Giter Site home page Giter Site logo

miffyli / project-nn-pytorch-scripts Goto Github PK

View Code? Open in Web Editor NEW

This project forked from nii-yamagishilab/project-nn-pytorch-scripts

0.0 1.0 0.0 131.55 MB

License: BSD 3-Clause "New" or "Revised" License

Python 3.89% Shell 0.09% Jupyter Notebook 96.02%

project-nn-pytorch-scripts's Introduction

project-NII-pytorch-scripts

By Xin Wang, National Institute of Informatics, 2020

I am a new pytorch user. If you have any suggestions or questions, pleas email wangxin at nii dot ac dot jp


Update

  1. 2020-08: Tutorial materials are added to ./tutorials. Most of the materials are Jupyter notebooks and can be run on your Laptop using CPU only. You can use laptop to go through the tutorial. Please check ./tutorials/README.md for details.

General

This repository contains pytorch codes for a few projects:

  1. Cyclic-noise neural source-filter waveform model (NSF)

  2. Harmonic-plus-noise NSF with trainable sinc filter

  3. Harmonic-plus-noise NSF with fixed FIR filter

All projects come with pre-trained models on CMU-arctic (4 speakers) and a demo script to run/train/inference.

Generated samples can be found in ./project/*/__pre_trained/output.

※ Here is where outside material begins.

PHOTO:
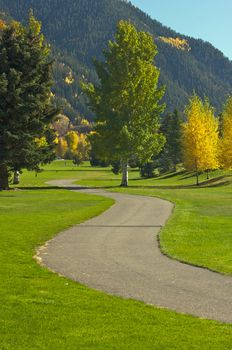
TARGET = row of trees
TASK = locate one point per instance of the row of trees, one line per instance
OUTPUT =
(126, 102)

This is the re-implementation of projects based on CURRENNT. All the papers published so far used CURRENNT implementation. Many samples can be found on NSF homepage.

Requirements

  1. python 3 (test on python3.8)
  2. Pytorch (test on pytorch-1.4)
  3. numpy (test on 1.18.1)
  4. scipy (test on 1.4.1)

I use miniconda to manage python environment. You may use ./env.yml or ./env2.yml to create the environment on our server by:

# create environment
$: conda env create -f env.yml
# load environment (whose name is pytorch-1.4)
$: conda activate pytorch-1.4

Usage

Take cyc-noise-nsf as an example:

# cd into one project
$: cd project/cyc-noise-nsf-4

# add PYTHONPATH and activate conda environment
$: source ../../env.sh 

# run 
$: bash 00_demo.sh

You may also put the job to background rather wait for the job on terminal.

# run 
$: bash 00_demo.sh > log_batch 2>&1 &

The above steps will download the CMU-arctic data, run waveform generation using a pre-trained model, and train a new model (which may take 1 day or more on Nvidia V100 GPU).

Notes

  • Input data: 00_demo.sh above will download a data package for the CMU-arctic corpus, including wav (normalized), f0, and Mel-spectrogram. If you want to train the model on your own data, please prepare the input/output data by yourself. There are scripts to extract features from 16kHz in the CMU-arctic data package (in ./project/DATA after running 00_demo.sh)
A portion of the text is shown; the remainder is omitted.